Iniciara o ano letivo e a instituição convidara os pais à apresentação da proposta pedagógica por meio do conteúdo programático adotado. O início da exposição correspondeu a um flerte, pois propunha assistirmos um vídeo com fotos a reproduzir as práticas adotadas, o qual nos seduzia pelos sorrisos de nossos filhos na área de recreação, salas e demais espaços, tendo ao fundo uma linda música infantil cujo tema era a semente de girassol.
A
metáfora era simples, clara e bela, uma vez que as crianças eram comparadas à
semente de girassol, a qual se adapta ao ambiente de modo heroico, cuja relação
com a luz perfaz o fundamento de sua existência, pois, ao alcançar constituição
plena, se dilata para o sol como uma criança que abre os braços ao afago de
seus pais.
Após as considerações de alguns educadores, a coordenadora passou a comunicar-se conosco, detalhando cada aspecto que compunha o modelo das práticas ali empregadas, num estágio em que, encantados pelo discurso daquela mulher, e mesmo carente da solidez que o tempo proporciona aos relacionamentos, o flerte caminhava para um namoro.
Muitos
pais realizaram intervenções por meio das quais expressaram dúvidas, e
propuseram sugestões, as quais, em boa medida, foram acolhidas pela
instituição.
Todo
início de namoro impõe cuidados, sobretudo com as palavras, as quais, colocadas
de modo inoportuno, geram traumas que, a depender da gravidade, implicam o
desfazimento de uma relação com potencial para a eternidade.
A
certa altura, a pedagoga passou a tratar dos meios pelos quais as crianças
iriam iniciar sua relação com as palavras, as quais foram designadas por
“cursiva” e “bastão”. Opa!!! “Bastão?!” Palavra “bastão?!” Confesso que foi a
primeira vez que ouvi aquilo, contudo, mesmo perplexo, disfarcei para não
permitir que flagrassem minha cara de quem não entendia o que o vocábulo
designara.
A mulher parecia tomada por um desejo insano em repetir, como uma metralhadora que tem em alça de mira seu mais odiado inimigo, aquele "palavrão" que, de tão superlativo, soava ininteligível.

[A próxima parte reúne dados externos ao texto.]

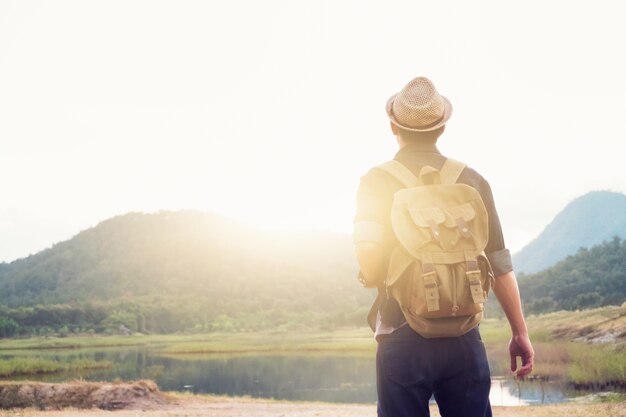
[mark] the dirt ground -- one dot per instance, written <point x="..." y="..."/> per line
<point x="143" y="398"/>
<point x="196" y="406"/>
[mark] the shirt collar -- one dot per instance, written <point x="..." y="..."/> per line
<point x="419" y="147"/>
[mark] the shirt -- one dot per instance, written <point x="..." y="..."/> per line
<point x="372" y="221"/>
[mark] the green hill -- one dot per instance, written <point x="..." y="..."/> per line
<point x="586" y="221"/>
<point x="185" y="270"/>
<point x="593" y="277"/>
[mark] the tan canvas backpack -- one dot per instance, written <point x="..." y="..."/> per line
<point x="438" y="273"/>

Após alguns minutos, um pouco frustrado, iniciei uma análise contextual da fala daquela senhora, antes de socorrer-me com alguma mãe ou pai para saber o que significava bastão. Num lapso temporal relativamente curto, discerni tudo a partir da comparação entre aquela e a palavra cursiva. Ora, esta consistia nas letras maiúscula e minúscula, aquela, alcunhada de “bastão”, uma novidade para mim, era em verdade a letra de imprensa ou fôrma..
Sanada a má impressão, ficou claro que a palavra bastão, nomenclatura desobscurecida finalmente, constitui a primeira experiência das crianças no campo da escrita. Depois de algum tempo refletindo sobre aquela experiência, discerni que aquele jargão pedagógico possuía aplicativo a inúmeras áreas da vida, à medida que reconhecêssemos uma espécie de engessamento, certa ausência de flexibilidade imanente em qualquer elemento que guarde relação com o caráter da palavra bastão.

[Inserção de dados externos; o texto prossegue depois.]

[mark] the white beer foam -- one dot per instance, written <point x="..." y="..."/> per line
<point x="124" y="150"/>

Ela compreende o primeiro modo de expressão gráfica para as crianças nos períodos iniciais da experiência educacional, porém, as mesmas devem ser igualmente estimuladas ao exercício da palavra cursiva (minúscula e maiúscula).

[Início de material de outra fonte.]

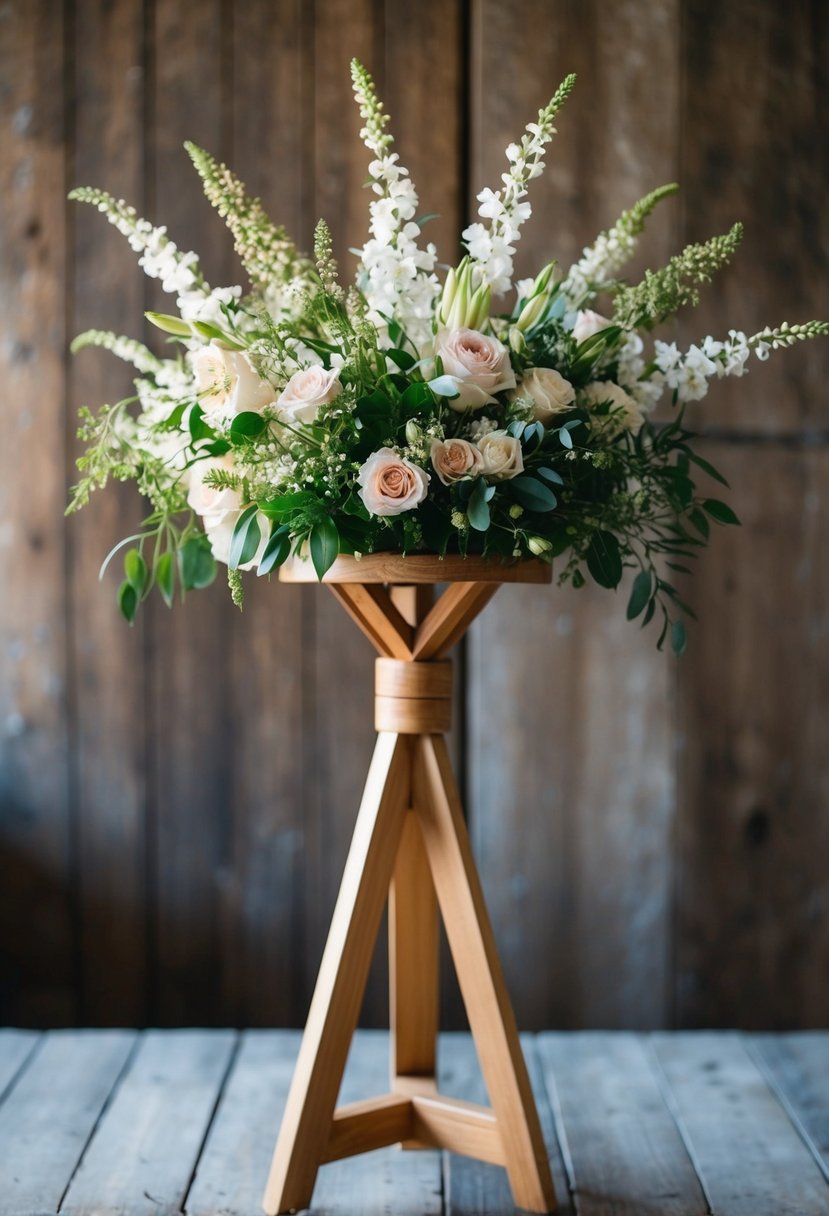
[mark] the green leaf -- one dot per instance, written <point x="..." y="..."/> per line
<point x="325" y="546"/>
<point x="706" y="467"/>
<point x="173" y="325"/>
<point x="604" y="559"/>
<point x="246" y="538"/>
<point x="401" y="358"/>
<point x="444" y="386"/>
<point x="533" y="494"/>
<point x="135" y="568"/>
<point x="246" y="427"/>
<point x="639" y="594"/>
<point x="197" y="564"/>
<point x="720" y="511"/>
<point x="678" y="637"/>
<point x="128" y="601"/>
<point x="478" y="507"/>
<point x="164" y="578"/>
<point x="550" y="474"/>
<point x="276" y="551"/>
<point x="287" y="502"/>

Esse aparente eufemismo no trato dualístico de tais modalidades, parece indicar o propósito de uma salutar relativização, na qual, o primeiro referencial (bastão) cumpre seu papel, qual seja abrir as portas da expressão escrita, na qual a palavra cursiva se insere de modo complementar, promovendo à criança o trânsito nas duas dimensões.
O
signo bastão compreende, nessa perspectiva, a rigidez, a disciplina, sem a qual
não se aprimora o espírito. O cursivo propõe a sinuosidade, a flexibilização,
cuja ausência representaria a negação à individualidade, criando um cenário de
seres iguais, à semelhança de produtos da linha de produção de uma indústria.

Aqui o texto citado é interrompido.